西部小説というジャンル

 昨日読み終えたのが、ロバート・B・パーカーの『アパルーサの決闘』。スペンサー・シリーズで有名なパーカーがワイアット・アープを取り上げた『がんマンの伝説』を経て、オリジナルなキャラクターとストーリーを作りだした。とは言いながら、主人公のヴァージル・コールとエヴァレット・フィッチの関係は、スペンサーとホークの関係を髣髴とさせる。悪く言えば焼き直し。厳密に言えば、正義とか男らしさというモラルを問い続ける主人公とその対話相手になる同格の相棒という構造です。
 このジャンル、西部劇ほど日本では論じられていない。J・F・クーパーとのつながりで論じられたOwen WisterのThe Virginian(1902)くらいだろうか。
 でもアメリカでは結構古いジャンルです。西部小説も、ハードボイルド小説で有名な『ブラック・マスク』誌のようなダイム・ノベルから始まるようです。19世紀後半。代表的な作家はゼーン・グレイやルイス・ラムーア。アメリカン人なら誰でも知っているビッグ・ネームです。代表作『ユタの流れ者』(グレイ)、『争いの谷』(ラムーア)は1980年代ペーパーバック・ウエスタンとして中央公論社から翻訳が出ている。
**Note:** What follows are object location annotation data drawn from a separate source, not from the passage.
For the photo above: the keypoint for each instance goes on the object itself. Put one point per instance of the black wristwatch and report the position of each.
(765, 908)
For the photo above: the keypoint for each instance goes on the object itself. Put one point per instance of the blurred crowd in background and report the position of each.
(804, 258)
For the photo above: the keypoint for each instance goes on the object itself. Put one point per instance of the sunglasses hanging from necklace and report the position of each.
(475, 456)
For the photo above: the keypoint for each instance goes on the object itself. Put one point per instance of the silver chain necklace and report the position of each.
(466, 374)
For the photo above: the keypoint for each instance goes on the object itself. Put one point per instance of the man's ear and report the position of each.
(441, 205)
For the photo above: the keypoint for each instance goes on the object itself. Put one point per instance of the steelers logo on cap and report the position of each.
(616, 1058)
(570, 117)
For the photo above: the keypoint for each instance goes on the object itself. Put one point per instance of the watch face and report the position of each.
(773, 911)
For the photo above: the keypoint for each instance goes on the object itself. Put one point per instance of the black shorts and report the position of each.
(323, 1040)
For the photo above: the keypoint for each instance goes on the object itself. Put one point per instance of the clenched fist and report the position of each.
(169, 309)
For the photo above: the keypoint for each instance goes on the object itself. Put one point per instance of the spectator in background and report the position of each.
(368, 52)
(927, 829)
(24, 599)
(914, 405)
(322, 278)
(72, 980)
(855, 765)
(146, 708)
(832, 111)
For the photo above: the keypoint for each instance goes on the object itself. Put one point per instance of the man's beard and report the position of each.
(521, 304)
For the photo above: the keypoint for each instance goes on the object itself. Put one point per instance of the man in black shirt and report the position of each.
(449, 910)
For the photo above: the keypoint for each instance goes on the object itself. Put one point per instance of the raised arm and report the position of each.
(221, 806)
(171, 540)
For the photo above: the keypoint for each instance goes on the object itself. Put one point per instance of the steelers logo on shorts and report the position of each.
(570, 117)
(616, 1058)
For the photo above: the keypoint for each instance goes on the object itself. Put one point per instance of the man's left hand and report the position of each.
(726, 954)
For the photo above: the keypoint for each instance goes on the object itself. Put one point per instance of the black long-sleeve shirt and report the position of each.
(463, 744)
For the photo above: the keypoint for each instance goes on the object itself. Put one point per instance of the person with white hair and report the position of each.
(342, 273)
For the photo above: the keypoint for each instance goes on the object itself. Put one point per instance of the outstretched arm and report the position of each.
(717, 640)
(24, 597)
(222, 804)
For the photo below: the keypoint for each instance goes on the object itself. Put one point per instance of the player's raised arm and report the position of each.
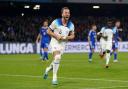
(52, 34)
(38, 38)
(71, 36)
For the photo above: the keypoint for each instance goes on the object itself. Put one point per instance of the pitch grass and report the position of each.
(75, 72)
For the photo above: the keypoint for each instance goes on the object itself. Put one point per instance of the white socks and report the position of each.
(56, 66)
(107, 58)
 一般に有名なのはジャック・シェーファーの『シェーン』。1943年に発表され、1953年年に映画化、翻訳は1953年。僕は1歳の時に出されたこのハヤカワ・ミステリをネットで購入していま手元にあります。シェーファーにはリー・マーヴィンジャック・パランス主演の開拓期終焉の老カウボーイを描いたMonte Walshもあります。
 駆け足で流れをまとめると、1960年代にはネイチャー・ライティングで有名なエドワード・アビーのThe Brave Cowboyがカーク・ダグラス主演で『脱獄』として映画化。ここでは自動車が出てくる時代の時代遅れのカウボーイが登場。
 1970年代には,イーストウッド主演・監督で映画になった『アウトロー』はフォレスト・カーターのJosey Walesです。
 1980年代にはラリー・マクマートリーの Lonesome DoveがTVシリーズにもなって有名なようです。
 1990年代には西部劇が最後の光芒を見せますが、フィクションについてはもう多分後ほど。
 今読んでいるJosey Walesのジャケットの元南軍兵士ジョージーの狂気を感じさせる目元が素敵だ。